Volition: An AI-Powered Software Engineering Assistant

Project Overview

Volition is a command-line interface (CLI) tool designed to serve as an AI-powered software engineering assistant. The project leverages large language models to help developers analyze codebases, implement features, and refactor code through natural language interactions. Using a system of tools and strategies, Volition can execute shell commands, read and write files, search through code, and more—all while maintaining a conversation with the user.

Key Features

Natural Language Code Interaction: Communicate with your codebase through natural language queries
Code Analysis: Analyze code patterns, architecture, and potential issues
Automated Refactoring: Implement code changes based on natural language instructions
Intelligent Tool Usage: Access to tools for shell commands, file operations, and code search
Multiple Strategy Support: Includes both linear and simulated annealing strategies for solving complex problems

Development Journey

Phase 1: Initial Prototype with Claude.ai

The initial prototype was created through a conversation with Claude.ai, which generated a single Rust file containing the core functionality. This approach allowed for rapid prototyping and iteration.
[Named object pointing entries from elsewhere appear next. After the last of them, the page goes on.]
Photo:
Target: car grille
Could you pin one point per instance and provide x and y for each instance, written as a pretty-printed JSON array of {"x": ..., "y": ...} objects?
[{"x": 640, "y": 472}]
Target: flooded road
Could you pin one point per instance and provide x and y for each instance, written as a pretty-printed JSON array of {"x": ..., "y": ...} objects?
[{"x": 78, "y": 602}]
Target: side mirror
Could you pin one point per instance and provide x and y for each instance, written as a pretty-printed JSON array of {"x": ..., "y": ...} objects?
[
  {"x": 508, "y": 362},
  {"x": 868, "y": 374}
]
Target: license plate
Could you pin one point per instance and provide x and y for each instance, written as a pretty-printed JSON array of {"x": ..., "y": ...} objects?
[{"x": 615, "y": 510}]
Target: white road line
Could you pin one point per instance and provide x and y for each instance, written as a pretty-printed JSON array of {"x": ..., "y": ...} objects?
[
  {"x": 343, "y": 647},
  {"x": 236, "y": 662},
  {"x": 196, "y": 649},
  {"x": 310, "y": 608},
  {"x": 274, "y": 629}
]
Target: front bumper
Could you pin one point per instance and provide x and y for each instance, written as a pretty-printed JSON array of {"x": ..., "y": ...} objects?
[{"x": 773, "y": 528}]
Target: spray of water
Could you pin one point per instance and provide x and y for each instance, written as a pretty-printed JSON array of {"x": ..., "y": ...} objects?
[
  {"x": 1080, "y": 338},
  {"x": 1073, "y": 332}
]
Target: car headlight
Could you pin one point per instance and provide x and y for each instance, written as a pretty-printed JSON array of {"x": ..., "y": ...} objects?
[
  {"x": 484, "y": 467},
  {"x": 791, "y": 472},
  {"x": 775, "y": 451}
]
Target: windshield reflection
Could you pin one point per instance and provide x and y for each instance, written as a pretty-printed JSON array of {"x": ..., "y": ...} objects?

Key aspects of this phase:

Basic CLI structure implemented
Core API integration with OpenAI established
Simple conversation loop created
Foundation for tool-based interactions laid

Phase 2: Self-Improvement Capability

Once the basic functionality was in place, Volition gained the ability to modify and improve its own codebase. This represented a significant milestone in the project's development, as it enabled a more organic growth process where I could use the tool to:

Restructure its own code into a more maintainable architecture
Split functionality across multiple files and modules
Implement new features based on user requests
Optimize its own performance

Phase 3: Advanced Problem-Solving Strategies

The project evolved to incorporate more sophisticated problem-solving approaches, particularly with the implementation of simulated annealing—an optimization algorithm that helps find better solutions through controlled randomization and progressive refinement.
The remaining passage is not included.